The Key To Surviving Old Age

There are many things people do to make sure their golden years are taken care of.  Money saved, a roof overhead, and family and friends around to make the sunset years as pleasant as possible.

Listen to me, I sound like a centenarian being shuffled off toward the light.  I’m fifty-nine-years-old, closer to retirement than death (fingers crossed).  That’s why, what happened a few weeks ago, took me by surprise.

Fortunately, I have some very good friends from high school.  It’s amazing to realize that there are people on this planet, outside of family, that have known me for over forty years.  Thankfully, there is always someone (usually not me) who will initiate the ‘hey, let’s get together this weekend’ text string. 

A few weeks ago, I received that exact text (thanks, Jan), and after a few back-and-forth messages, a time and place was agreed upon.

Anyone who is not from New Jersey doesn’t realize how horrible it is to drive in this state.  There might be wide open areas (we are the Garden State, after all) but the majority is bumper-to-bumper.  In Jersey, the middle finger is registered as a legitimate turn signal, and God forbid you take someone’s parking space; here it is a legal justification for murder.  So anytime I venture out, the back of my mind is already processing what I need to do to get there, and what I am going to do when I arrive.  Maybe not when I was younger and didn’t give a fuck; it is something that comes with age.

So, for this particular afternoon gathering, we picked a place in the middle.  Close for some, and not too far for others.  For me, it was all back roads, which was great.
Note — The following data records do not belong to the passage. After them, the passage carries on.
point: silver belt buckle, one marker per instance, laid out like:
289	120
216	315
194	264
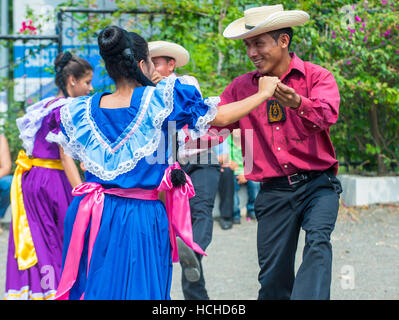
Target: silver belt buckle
289	179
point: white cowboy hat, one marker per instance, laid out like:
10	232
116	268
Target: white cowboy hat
264	19
169	49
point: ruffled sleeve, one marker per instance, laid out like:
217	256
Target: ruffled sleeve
190	109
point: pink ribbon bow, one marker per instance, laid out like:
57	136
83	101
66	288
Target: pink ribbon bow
178	211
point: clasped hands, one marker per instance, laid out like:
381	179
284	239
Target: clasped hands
286	96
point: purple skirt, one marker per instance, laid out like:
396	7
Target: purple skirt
47	194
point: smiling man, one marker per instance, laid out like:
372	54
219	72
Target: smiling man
293	156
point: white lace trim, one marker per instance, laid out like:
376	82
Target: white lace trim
76	150
26	294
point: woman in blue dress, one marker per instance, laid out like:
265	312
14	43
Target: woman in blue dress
119	240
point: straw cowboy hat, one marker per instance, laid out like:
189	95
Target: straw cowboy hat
169	49
264	19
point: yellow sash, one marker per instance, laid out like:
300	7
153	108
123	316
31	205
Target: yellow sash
24	249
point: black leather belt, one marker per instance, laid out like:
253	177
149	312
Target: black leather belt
293	178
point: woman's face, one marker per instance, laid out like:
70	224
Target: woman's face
80	87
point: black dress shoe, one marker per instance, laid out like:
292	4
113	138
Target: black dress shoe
225	224
236	220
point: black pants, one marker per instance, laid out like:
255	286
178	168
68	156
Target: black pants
205	179
281	212
226	194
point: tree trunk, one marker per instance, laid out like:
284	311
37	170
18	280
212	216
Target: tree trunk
376	134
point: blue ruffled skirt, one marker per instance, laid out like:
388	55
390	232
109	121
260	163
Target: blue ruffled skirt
131	257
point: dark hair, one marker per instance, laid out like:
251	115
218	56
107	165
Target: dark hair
276	34
67	64
121	51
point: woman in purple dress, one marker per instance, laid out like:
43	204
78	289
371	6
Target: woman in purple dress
42	188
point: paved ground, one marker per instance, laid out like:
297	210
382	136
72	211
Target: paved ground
366	258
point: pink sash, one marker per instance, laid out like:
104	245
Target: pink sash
91	208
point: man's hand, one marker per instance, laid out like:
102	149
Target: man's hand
286	96
156	77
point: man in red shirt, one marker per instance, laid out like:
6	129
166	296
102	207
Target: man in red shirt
286	146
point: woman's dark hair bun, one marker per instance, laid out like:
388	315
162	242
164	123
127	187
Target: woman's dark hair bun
111	41
59	65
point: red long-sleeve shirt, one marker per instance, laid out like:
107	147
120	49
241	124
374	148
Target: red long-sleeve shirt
302	142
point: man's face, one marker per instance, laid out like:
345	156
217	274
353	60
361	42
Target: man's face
164	67
264	52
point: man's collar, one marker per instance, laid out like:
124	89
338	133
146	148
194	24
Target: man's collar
296	63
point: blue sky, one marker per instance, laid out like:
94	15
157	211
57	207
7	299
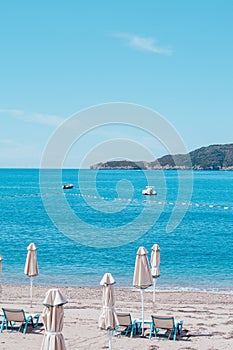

The part that bothered me was, what I will do when I get there?  The town we picked was Milltown, which is a quaint little place.  Not so much Bedford Falls (‘It’s a Wonderful Life’ in case you didn’t get the reference) or New York City, but just a nice little town with houses and businesses living side by side on streets with parking meters and street parking.

Street parking sucks.  Street parking means parallel parking.  No one wants to parallel park once you leave high school.

So I agonized (I did) as I drove toward our gathering, wondering where I was going to park.  Not only that, but just how close I was going to be able to park in relation to where we were going to meet.  This is what went through my head.  How old am I?  Should a grown man worry this much about parking?

Imagine my relief when I saw the bar/restaurant that Jan picked (thanks, Jan) for our lunch/dinner/brunch/happy hour had a full open parking lot!

Once inside, settled, and with a beer in front of me, I thought I have hung out with these people for decades, been through trauma and bar fights and indiscretions without a second thought, but now I worried if I had a good parking spot.

This sports bar was huge, with us tucked away in the back, away from “the crowd”.  I mentioned how nice this place was, and odd I never knew it existed.  In our younger days, we frequented a bar in Milltown, just down the street, which served Weiss beer.  Weiss beer is a wheat beer with a higher alcohol content.  The owner of that bar, a short, stern woman, threatened you with expulsion if you tried to order more than three beers.

“I know why,” one friend replied, “because we would drive passed this bar to get to the other one, because this was the bar where all the old people went”.

Makes sense.

Funny how things we took no notice of in our youth, become obstacles, both large and small, as we grow older.  Maybe it’s a form of self-preservation.  Who knows what mundane activity will be the next hurdle to overcome.

With that said, don’t even get me started on how walking down a flight of stairs has turned into a life or death journey.